Mena’Sen, du guignol pas drôle. Épisode 3
Chronique judiciaire
LaMetropole.com a rencontré des résidents Mena’Sen à Sherbrooke le 10 octobre 2024.
Johanne Proulx, représentante du groupe en demande aux deux dossiers en cours, et Danyel Bouffard affichaient alors l’optimisme et l’énergie de leurs convictions.
Dans cette salle festive d’une gare rajeunie en bistro-bar, où les décibels atteignent un niveau risqué pour les oreilles, ils ont la fougue d’étudiants contestataires et la détermination en acier des rails qui longent le bâtiment. Autant que possible et devant un léger menu local, nous notons leurs témoignages in vivo qui corroborent les allégations de leurs procédures écrites. Il s’en dégage de leur part une impression de sincérité et de confiance à l’égard du système judiciaire.
Nous souhaitons rencontrer les défendeurs-vendeurs et la mise-en-cause-acheteur qui, nous l’espérons, répondront présents à nos demandes d’entrevue, peu importe le mode de communication. De la rencontre en vis-à-vis, d’un « Teams » ou autre mode virtuel, ils auront l’opportunité de s’expliquer sans filtre. Leurs procédures en contestation n’en sont encore qu’à l’étape des requêtes préliminaires. Le tribunal est présentement saisi de questions de droit.
Deux dossiers parallèles occupent la Cour supérieure de Sherbrooke dans cette affaire. Une action collective en dommages et une demande, dite dérivée, en reconstitution de la société, un OSBL liquidé et dont les actifs ont été vendus en 2022.
Un acteur étonnant
Artopex, l’entreprise de bonne réputation pour ses offres de matériels de bureau, est mise en cause indirectement par l’assignation de son ci-devant vice-président sur les conclusions d’annulation de cette transaction. Notons que cette entreprise connue aura reçu une subvention fédérale de 2 075 000 $ quelques semaines après la transaction Mena’Sen.

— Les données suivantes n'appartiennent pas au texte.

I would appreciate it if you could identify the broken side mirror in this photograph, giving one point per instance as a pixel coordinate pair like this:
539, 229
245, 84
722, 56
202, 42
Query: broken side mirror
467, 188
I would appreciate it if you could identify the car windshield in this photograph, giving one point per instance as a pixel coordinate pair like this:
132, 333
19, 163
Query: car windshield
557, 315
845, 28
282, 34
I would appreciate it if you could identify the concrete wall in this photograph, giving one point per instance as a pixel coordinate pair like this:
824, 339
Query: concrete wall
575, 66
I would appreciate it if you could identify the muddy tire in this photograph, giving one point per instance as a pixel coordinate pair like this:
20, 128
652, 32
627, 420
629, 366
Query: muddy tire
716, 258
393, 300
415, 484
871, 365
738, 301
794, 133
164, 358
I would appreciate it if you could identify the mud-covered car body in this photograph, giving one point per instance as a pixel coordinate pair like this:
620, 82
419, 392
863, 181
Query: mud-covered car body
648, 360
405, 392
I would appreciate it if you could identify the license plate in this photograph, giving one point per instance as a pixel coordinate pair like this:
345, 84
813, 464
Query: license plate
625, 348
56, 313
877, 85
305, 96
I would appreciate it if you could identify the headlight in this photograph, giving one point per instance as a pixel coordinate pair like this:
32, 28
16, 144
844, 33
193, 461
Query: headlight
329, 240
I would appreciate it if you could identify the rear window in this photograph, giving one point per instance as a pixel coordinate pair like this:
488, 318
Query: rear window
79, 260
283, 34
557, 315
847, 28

Le directeur général de l’usine Artopex de Sherbrooke, René St-Amand, figure ainsi comme défendeur personnel au titre d’ex-vice-président de cette entreprise et d’administrateur intéressé à la transaction. Le président d’Artopex, Daniel Pelletier selon le registre des entreprises du Québec, n’est pas mis en cause sur l’une ni l’autre des procédures engagées. Il appert cependant que plusieurs procès-verbaux d’assemblées générales des membres de Mena’Sen portent le logo d’Artopex du 25 avril 2017 au 11 janvier 2022 (soit quelques semaines avant la vente).Artopex n’a pas caché la subvention reçue du gouvernement fédéral. Nous la citons comme possible et simple coïncidence. Détails.
Énigme et scénario confus
Nous devons résumer les faits à l’imparfait puisque l’histoire est déjà du passé en rétropédalage.
On rappellera que, de 1980 à 2022, les locataires de Mena’Sen, alors propriété d’un OSBL, payaient un loyer très inférieur aux moyennes commerciales et que certains parmi eux jouissaient de subventions sociales. Il sont présentement quelque 250 aînés occupant environ 175 logements.
Les documents de création de Mena’Sen prévoyaient clairement qu’en cas de dissolution tous ses actifs seraient dévolus à un organisme sans but lucratif du même ordre. D’OSBL à OSBL. Point. À la ligne. Le vaste complexe immobilier sera géré par des administrateurs délégués particulièrement compétents.
Janvier 2022
Le conseil d’administration vend en janvier 2022 tous les actifs mobiliers et immobiliers à une tierce partie qui n’a pas le statut d’OSBL. Les locataires et résidents ne sont pas convoqués à l’assemblée du conseil. Prix de vente très inférieur à la valeur immobilière (18 250 000 $). Les administrateurs auraient partagé entre eux cette somme et une encaisse de 1 300 000 $. Si ces faits étaient prouvés, comme en sont convaincus les demandeurs aux procédures, ces administrateurs auraient profité d’un bien qui ne leur appartenait pas en droit.
En réalité, rien n’empêchait la disposition des actifs nets de l’entreprise. Nos lecteurs comprendront qu’il s’agissait dès lors d’une dissolution qui obligeait la « dévolution » de cet actif à un autre OSBL ou à un organisme visé par la loi.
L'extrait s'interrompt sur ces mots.